GDPs report two problems in loaning radiographs to hospitals. They believe that hospitals prefer to take their own radiographs and second, if they send their own radiographs, the hospital never returns them. The first statement is based on a misconception: hospitals would prefer not to repeat GDPs' radiographs, but often the image quality is such that they have no alternative. The second complaint is more justifiable: hospitals should as a matter of course and courtesy return GDPs' radiographs. With regard to loaning radiographs to other GDPs, practitioners believe they risk being sued because of the other dentist's findings. This problem, however, is inherent in general dental practice whenever a patient changes dentists. Diagnostic radiology is not an exact science. A substantial literature on this topic has accumulated over the past 50 years13. The same practitioner may not necessarily make the same diagnosis on each occasion nor will a group of practitioners agree among themselves. Variation is not necessarily an error. Some practitioners also claim it is more convenient to take their own rather than obtain any previous radiographs, despite the obvious disadvantages in terms of patient management and unnecessary exposure.
What is the solution? It is clear from the above discussion that the transfer of dental radiographs is hampered by misinformation compounded by apprehension. The solution depends on risk management and education. First, practitioners should write a contemporaneous report in the patient's record. This is simple risk management and recommended in other clinical situations, such as a fracture of a root canal instrument. The increasing use of records and radiographs as means of quality assurance provides further impetus for this practice14. Second, the case for loaning radiographs set out here should be widely discussed, for instance in POPUMET courses.
We should be reassured by our American colleagues in a country characterised by a high level of geographic mobility. They are at greater risk of litigation, yet have no qualms about making their radiographs available for patients to take to their next practitioner.

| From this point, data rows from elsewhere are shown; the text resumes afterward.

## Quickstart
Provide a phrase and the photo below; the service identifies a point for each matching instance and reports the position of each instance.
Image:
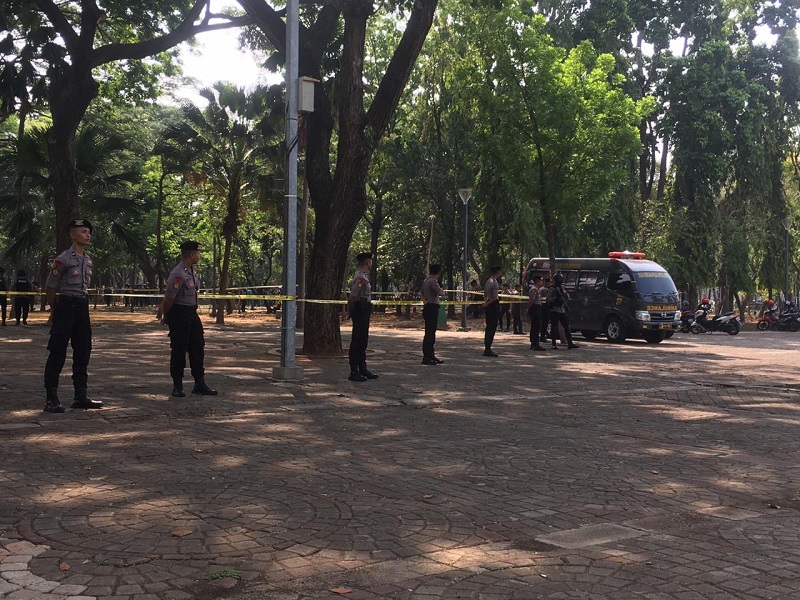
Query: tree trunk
(69, 96)
(662, 172)
(328, 262)
(375, 234)
(223, 278)
(159, 242)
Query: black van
(621, 296)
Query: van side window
(587, 281)
(570, 280)
(620, 283)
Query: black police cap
(79, 223)
(190, 246)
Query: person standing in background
(179, 309)
(68, 296)
(534, 310)
(431, 290)
(22, 304)
(359, 308)
(491, 302)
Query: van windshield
(656, 286)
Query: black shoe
(52, 404)
(202, 389)
(86, 404)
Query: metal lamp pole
(288, 370)
(465, 194)
(787, 225)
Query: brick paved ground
(609, 472)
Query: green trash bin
(441, 323)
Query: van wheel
(615, 330)
(653, 338)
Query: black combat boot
(202, 389)
(366, 372)
(177, 389)
(52, 404)
(81, 401)
(356, 376)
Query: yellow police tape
(507, 299)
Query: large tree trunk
(328, 264)
(69, 96)
(223, 278)
(339, 200)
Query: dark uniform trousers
(555, 319)
(70, 324)
(492, 318)
(186, 336)
(22, 305)
(430, 313)
(358, 342)
(545, 319)
(535, 313)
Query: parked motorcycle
(725, 323)
(788, 320)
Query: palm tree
(225, 146)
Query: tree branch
(399, 70)
(268, 21)
(181, 33)
(60, 23)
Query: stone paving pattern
(608, 472)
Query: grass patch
(224, 574)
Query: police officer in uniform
(185, 329)
(535, 312)
(491, 302)
(558, 297)
(68, 296)
(359, 307)
(431, 290)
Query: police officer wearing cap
(431, 290)
(68, 296)
(185, 329)
(359, 307)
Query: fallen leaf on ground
(182, 532)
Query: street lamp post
(465, 194)
(787, 225)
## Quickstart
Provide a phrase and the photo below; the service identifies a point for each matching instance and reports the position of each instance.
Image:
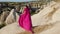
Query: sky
(16, 0)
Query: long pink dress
(25, 20)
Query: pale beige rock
(13, 28)
(13, 17)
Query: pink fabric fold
(25, 20)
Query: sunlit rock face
(13, 28)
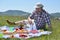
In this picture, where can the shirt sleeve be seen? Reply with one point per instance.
(47, 19)
(32, 16)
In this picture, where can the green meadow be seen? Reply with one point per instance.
(55, 28)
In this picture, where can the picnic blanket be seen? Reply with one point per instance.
(11, 33)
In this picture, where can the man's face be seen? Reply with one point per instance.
(38, 9)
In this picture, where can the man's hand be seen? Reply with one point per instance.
(50, 28)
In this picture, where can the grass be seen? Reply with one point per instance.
(55, 26)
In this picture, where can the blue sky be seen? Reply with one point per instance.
(50, 6)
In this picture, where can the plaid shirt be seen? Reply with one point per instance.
(41, 18)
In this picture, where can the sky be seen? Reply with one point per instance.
(51, 6)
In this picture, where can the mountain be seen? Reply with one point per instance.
(14, 13)
(57, 14)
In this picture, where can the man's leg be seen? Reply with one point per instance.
(13, 23)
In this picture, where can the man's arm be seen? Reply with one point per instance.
(48, 21)
(31, 17)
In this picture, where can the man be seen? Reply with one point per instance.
(41, 17)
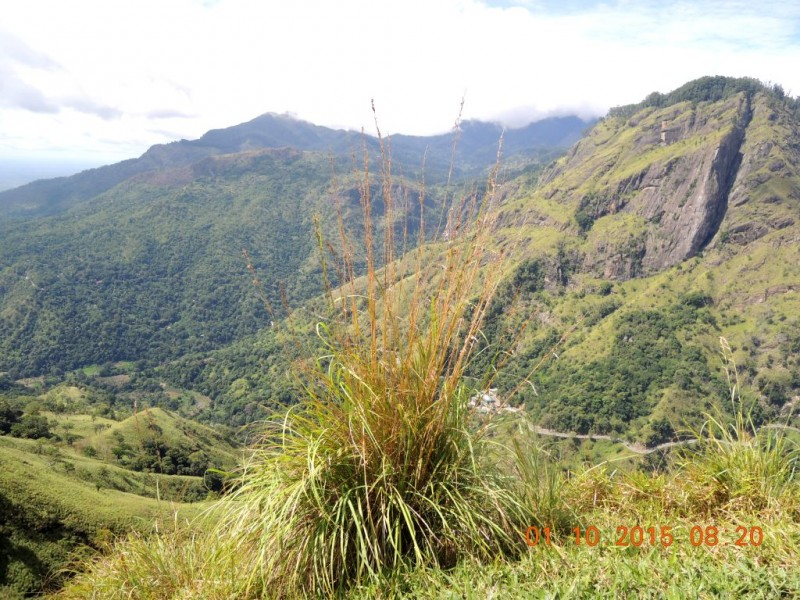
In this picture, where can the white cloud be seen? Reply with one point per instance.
(130, 71)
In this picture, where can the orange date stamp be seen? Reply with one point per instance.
(660, 535)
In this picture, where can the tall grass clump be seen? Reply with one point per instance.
(736, 467)
(381, 466)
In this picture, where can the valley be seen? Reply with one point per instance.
(155, 312)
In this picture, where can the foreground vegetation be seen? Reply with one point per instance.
(743, 488)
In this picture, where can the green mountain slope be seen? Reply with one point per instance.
(478, 149)
(671, 224)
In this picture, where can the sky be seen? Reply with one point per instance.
(101, 81)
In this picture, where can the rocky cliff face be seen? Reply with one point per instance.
(649, 190)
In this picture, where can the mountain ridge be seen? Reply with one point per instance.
(51, 196)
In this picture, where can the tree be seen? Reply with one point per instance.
(32, 426)
(8, 417)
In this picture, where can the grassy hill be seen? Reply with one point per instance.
(55, 506)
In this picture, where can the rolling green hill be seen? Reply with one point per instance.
(671, 224)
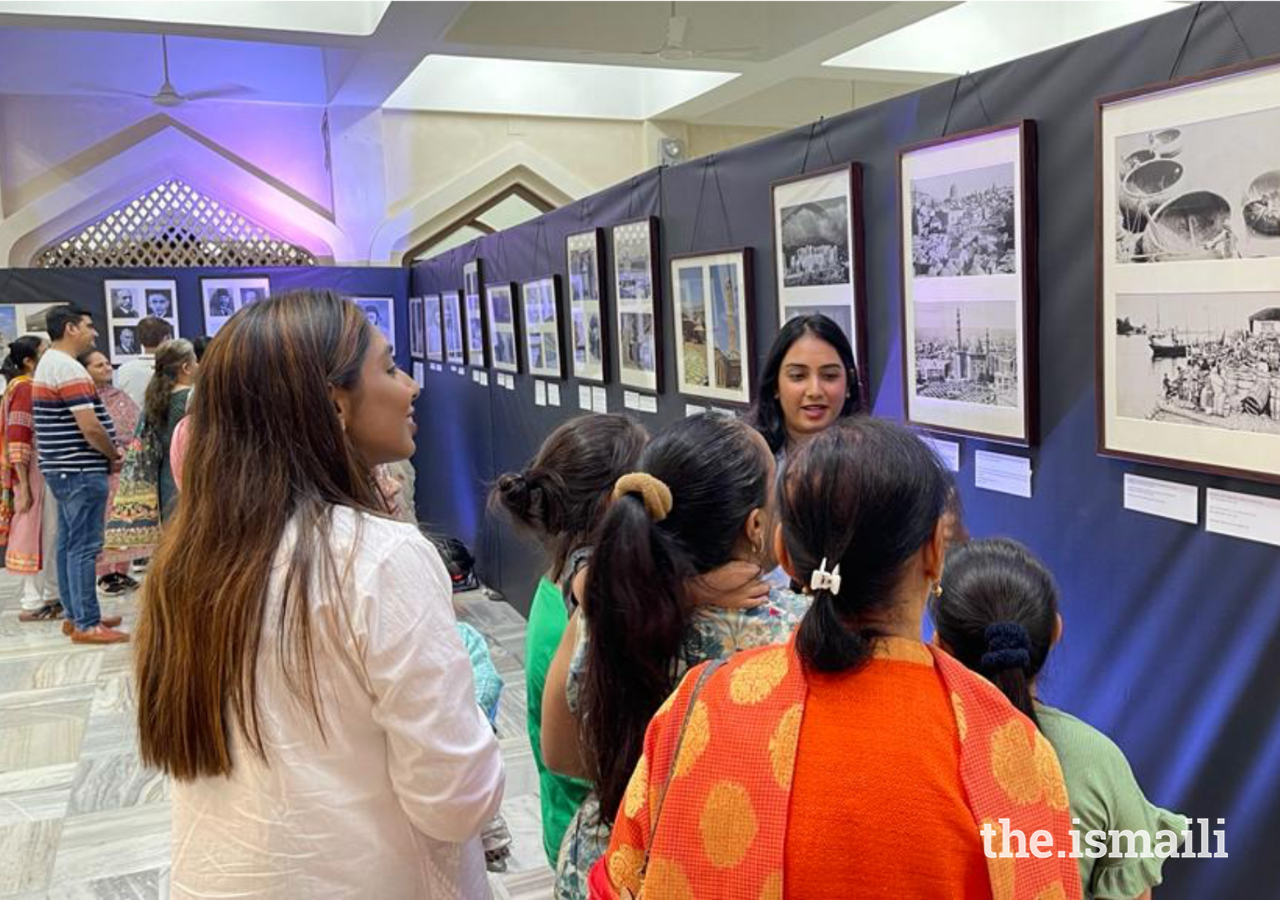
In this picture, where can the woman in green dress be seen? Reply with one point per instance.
(165, 405)
(999, 615)
(558, 501)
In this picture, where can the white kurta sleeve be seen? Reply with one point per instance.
(443, 757)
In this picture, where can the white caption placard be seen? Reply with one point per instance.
(947, 451)
(1166, 499)
(1243, 516)
(1002, 473)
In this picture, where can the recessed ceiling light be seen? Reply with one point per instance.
(529, 87)
(351, 17)
(974, 36)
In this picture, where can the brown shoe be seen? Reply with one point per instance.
(109, 621)
(99, 634)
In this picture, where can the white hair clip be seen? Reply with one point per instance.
(824, 580)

We should be reassured by our American colleagues in a country characterised by a high level of geographic mobility. They are at greater risk of litigation, yet have no qualms about making their radiographs available for patients to take to their next practitioner.
In conclusion, ready transfer of dental radiographs does not post an insuperable problem. With a clear understanding of the issues, it is possible to reconcile the apparently conflicting requirements of the parties involved.